There are countless other texts written in a similar vein so I think it may help explain the comment made to me last week which triggered this research.
I was waiting in my local paint shop while the technician mixed my NCS paint colours. The very helpful and friendly manager popped out to chat to me and asked about my latest project. I told him I was specifying colour for a new restaurant and he responded, ‘ah, girly stuff then’. I don’t think he meant to be rude, and I wasn’t offended, I was just curious that he perceived this type of work to be ‘girly’. If in the twenty first century, colour consultancy is perceived as a female domain, (and this comes as a surprise to me) could it really have just stemmed from sexism in the art world where colour was viewed as secondary to form and therefore dished out to the ‘weaker’ sex?
John Gage in his book, Colour and Meaning highlights the fact that even the leading mid twentieth century German colour theorist Rupprecht Matthai actively left all judgements of colour harmony to his wife, again reinforcing the notion that colour somehow belongs in the female world.

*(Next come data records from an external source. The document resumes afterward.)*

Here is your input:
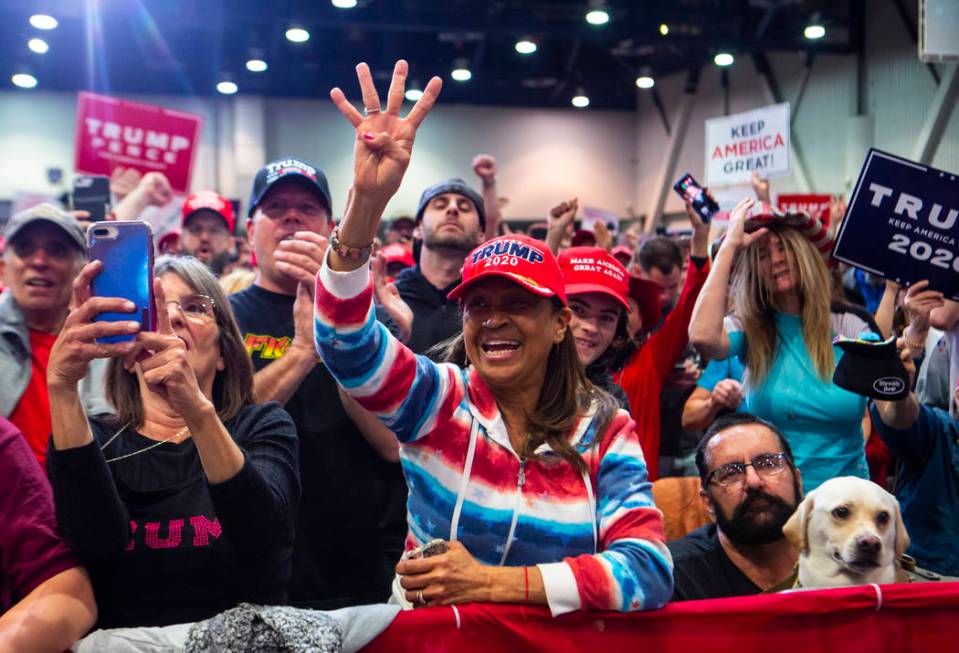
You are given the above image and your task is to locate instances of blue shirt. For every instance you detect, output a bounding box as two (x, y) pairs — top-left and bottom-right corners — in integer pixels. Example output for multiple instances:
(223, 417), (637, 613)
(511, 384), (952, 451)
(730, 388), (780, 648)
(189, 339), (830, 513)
(728, 312), (869, 492)
(872, 404), (959, 576)
(696, 356), (746, 392)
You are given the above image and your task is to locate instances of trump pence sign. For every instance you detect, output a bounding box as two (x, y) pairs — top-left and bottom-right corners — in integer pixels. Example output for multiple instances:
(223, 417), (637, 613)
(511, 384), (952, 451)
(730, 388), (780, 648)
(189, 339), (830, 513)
(74, 93), (203, 193)
(706, 102), (789, 186)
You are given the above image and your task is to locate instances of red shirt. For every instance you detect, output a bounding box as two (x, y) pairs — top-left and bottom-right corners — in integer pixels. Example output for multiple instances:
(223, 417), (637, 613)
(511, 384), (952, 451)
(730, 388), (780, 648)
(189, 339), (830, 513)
(613, 259), (709, 481)
(0, 417), (79, 614)
(10, 329), (57, 467)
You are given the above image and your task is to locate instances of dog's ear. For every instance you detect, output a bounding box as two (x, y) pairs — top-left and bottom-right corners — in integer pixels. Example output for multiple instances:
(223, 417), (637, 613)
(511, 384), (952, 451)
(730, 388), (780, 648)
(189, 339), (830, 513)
(892, 499), (909, 560)
(783, 490), (816, 553)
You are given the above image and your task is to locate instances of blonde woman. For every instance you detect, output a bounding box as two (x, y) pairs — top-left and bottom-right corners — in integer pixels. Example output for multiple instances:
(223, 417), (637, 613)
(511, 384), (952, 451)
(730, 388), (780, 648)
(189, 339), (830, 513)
(689, 199), (878, 491)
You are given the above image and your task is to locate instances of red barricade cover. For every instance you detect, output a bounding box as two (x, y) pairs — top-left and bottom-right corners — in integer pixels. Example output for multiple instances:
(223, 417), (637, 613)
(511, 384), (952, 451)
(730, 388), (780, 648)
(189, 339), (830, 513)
(363, 583), (959, 653)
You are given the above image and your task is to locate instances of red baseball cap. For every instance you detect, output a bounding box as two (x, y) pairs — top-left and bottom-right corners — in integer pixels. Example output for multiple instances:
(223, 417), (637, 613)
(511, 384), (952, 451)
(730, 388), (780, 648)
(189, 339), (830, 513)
(559, 247), (629, 311)
(609, 245), (633, 266)
(379, 243), (416, 267)
(447, 234), (566, 306)
(181, 190), (236, 234)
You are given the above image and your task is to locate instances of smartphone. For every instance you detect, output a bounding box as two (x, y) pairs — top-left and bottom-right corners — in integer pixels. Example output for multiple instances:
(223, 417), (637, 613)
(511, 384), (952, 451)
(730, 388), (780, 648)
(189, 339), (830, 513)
(673, 172), (719, 222)
(70, 175), (110, 222)
(87, 220), (156, 342)
(400, 539), (450, 560)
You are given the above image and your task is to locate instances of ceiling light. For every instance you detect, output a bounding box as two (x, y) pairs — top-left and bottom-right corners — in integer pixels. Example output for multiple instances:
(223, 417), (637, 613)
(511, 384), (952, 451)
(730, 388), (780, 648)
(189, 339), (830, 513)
(586, 9), (609, 25)
(30, 14), (59, 29)
(286, 27), (310, 43)
(10, 73), (37, 88)
(516, 39), (536, 54)
(403, 80), (423, 102)
(713, 52), (736, 66)
(450, 58), (473, 82)
(27, 39), (50, 54)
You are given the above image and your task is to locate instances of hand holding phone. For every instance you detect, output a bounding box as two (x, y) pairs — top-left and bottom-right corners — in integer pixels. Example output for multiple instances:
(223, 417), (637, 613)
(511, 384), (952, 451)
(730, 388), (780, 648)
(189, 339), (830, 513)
(673, 172), (719, 223)
(87, 220), (156, 343)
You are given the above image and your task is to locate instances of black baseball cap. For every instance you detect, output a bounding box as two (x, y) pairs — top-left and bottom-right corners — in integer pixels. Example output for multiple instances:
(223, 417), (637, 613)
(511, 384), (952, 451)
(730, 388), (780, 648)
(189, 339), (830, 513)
(247, 157), (333, 219)
(416, 177), (486, 229)
(832, 333), (910, 401)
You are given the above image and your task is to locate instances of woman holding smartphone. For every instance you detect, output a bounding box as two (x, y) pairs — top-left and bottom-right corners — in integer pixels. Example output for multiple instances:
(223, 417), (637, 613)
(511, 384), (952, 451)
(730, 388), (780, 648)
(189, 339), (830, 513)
(47, 257), (299, 628)
(689, 198), (881, 492)
(315, 61), (672, 614)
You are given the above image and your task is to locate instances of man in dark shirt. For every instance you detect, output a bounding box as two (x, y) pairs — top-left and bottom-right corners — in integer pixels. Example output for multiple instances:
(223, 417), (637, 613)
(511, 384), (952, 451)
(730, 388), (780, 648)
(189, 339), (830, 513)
(396, 179), (486, 354)
(230, 158), (406, 609)
(667, 413), (802, 601)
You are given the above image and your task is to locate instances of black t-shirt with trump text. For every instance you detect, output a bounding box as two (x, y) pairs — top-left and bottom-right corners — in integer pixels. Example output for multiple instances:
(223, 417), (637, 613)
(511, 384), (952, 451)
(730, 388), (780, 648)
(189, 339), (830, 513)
(230, 285), (406, 609)
(47, 402), (299, 628)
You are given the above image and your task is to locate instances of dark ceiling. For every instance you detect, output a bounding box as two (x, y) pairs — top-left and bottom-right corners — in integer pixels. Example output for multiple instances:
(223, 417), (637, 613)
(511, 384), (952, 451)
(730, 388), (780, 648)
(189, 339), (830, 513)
(0, 0), (865, 109)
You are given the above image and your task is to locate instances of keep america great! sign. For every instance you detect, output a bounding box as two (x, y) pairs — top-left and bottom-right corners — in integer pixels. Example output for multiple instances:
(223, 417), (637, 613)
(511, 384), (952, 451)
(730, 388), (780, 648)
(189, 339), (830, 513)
(833, 148), (959, 300)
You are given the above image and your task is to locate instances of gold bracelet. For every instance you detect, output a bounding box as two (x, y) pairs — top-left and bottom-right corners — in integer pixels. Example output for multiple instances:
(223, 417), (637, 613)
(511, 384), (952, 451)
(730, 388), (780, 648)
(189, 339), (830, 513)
(902, 333), (926, 353)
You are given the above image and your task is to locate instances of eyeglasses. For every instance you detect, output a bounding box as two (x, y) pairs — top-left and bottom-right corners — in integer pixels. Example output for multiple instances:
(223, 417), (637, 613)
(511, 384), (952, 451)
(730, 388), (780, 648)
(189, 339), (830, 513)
(260, 199), (323, 219)
(705, 453), (789, 488)
(9, 238), (76, 261)
(167, 295), (216, 323)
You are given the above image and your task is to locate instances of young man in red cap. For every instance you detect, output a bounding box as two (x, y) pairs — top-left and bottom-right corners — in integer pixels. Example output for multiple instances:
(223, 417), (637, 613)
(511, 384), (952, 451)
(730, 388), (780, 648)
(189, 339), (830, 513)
(181, 190), (236, 277)
(559, 201), (709, 480)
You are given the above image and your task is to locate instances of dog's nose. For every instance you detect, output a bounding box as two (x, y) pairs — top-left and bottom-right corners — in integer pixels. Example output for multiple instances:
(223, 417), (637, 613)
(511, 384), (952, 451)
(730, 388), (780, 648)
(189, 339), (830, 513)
(856, 537), (882, 556)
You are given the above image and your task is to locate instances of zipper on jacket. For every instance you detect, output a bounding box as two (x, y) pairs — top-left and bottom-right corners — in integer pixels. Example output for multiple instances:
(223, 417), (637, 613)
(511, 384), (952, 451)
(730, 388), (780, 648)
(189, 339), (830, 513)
(499, 459), (526, 567)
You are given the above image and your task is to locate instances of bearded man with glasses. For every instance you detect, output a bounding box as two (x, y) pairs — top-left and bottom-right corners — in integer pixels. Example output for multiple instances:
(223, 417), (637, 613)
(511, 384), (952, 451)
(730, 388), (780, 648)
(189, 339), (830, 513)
(667, 413), (802, 601)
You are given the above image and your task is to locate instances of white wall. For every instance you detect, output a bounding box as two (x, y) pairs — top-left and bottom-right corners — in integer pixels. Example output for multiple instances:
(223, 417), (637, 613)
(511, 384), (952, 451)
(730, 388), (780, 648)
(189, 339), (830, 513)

However, Gage also queries whether views on colour and gender may also have a biological as well as cultural basis. He refers to the work of M.Sahlins, ‘Colour and Cultures’, where it was found that colour defective vision is nearly one hundred times more common among white males than among white females.
I think wherever our views derive from about colour and gender, they all need to be taken with a large pinch of salt. I certainly know many expert males and females working in colour specification so once again, I think I will steer away from any form of stereotyping and assume that there are talented people from both genders working in the fascinating and powerful world of colour.